Three development companies submitted plans. One was Redstone Development, owned by Lenhart. Another was Palm Court Investment, owned by Mesa Discount. The third was Watt Commercial Properties, a national operation, which proposed a complete redesign of the property, including 50,000 square feet of new retail and office space. The city decided to consolidate the proposals submitted by Palm Court and Redstone and to reject Watt's bid altogether. It then negotiated a development agreement that included the terms for sale of the property to Lenhart and Mesa Discount once it was acquired by the city.
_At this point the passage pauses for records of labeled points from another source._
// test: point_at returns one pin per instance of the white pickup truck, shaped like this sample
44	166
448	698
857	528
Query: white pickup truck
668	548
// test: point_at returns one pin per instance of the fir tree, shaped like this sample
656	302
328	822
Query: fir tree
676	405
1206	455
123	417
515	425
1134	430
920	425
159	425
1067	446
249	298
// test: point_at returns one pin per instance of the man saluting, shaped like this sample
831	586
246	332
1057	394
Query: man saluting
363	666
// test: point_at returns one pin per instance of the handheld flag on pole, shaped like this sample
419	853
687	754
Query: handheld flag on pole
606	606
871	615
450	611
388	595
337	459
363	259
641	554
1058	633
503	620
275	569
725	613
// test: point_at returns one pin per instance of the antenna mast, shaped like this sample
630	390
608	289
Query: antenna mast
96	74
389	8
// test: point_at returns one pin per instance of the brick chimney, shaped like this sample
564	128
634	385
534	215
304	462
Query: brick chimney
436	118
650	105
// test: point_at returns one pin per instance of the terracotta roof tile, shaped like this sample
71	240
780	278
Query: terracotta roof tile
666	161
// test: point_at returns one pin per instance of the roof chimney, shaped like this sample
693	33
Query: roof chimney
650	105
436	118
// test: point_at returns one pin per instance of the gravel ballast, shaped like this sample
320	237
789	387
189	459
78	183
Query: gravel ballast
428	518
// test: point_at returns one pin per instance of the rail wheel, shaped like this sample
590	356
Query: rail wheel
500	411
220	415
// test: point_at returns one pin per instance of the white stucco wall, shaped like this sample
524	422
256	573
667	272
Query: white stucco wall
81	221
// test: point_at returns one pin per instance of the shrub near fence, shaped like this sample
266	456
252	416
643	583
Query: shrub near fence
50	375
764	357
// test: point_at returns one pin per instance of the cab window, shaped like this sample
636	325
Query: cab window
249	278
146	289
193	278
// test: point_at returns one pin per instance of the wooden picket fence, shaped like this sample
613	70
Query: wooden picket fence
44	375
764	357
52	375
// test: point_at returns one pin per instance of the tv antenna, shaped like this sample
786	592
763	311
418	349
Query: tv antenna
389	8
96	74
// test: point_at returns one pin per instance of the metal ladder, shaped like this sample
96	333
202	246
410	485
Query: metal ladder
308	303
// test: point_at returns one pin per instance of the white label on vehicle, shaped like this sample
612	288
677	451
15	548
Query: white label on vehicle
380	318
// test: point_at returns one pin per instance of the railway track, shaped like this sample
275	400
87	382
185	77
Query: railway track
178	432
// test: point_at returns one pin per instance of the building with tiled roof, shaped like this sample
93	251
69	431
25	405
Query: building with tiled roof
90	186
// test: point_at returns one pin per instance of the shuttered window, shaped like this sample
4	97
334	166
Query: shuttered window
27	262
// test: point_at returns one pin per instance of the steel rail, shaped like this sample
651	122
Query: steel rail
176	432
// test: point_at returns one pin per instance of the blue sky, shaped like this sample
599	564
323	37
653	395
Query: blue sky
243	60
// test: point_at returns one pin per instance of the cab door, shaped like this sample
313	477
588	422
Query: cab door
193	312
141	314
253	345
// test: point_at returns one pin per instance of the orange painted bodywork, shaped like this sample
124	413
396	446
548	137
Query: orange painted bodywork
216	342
It also agreed to acquire Lenhart's old building and land as part of a land swap.

At the request of Palm Court and Redstone Development, the city proceeded to condemn 21 of the site's 26 parcels, including Randy Bailey's business, representing half the assessed value of the land. Lenhart is asking the city to acquire property worth two-thirds of the assessed value of his share of the development project.

It was a sweet deal for Lenhart. For the hapless property owners living and making their living on Site 24, the taste was decidedly sour. Bailey and his father approached Lenhart to see if the brake service could be incorporated into the development project. No deal: Lenhart dismissed them out of hand, telling them they had to talk to the City of Mesa.

The Baileys had never been approached by Lenhart, the City of Mesa, or any of the other investors about selling their property before or during the process in which the city issued its request for proposals to redevelop the site. To add insult to injury, Lenhart bought a property adjoining Bailey's building and proceeded to board it up. The set of small office spaces has gone unused for years, contributing to the run-down character of the corner. Lenhart, as landlord, was contributing to the blight that the city cited to justify condemning Bailey's property.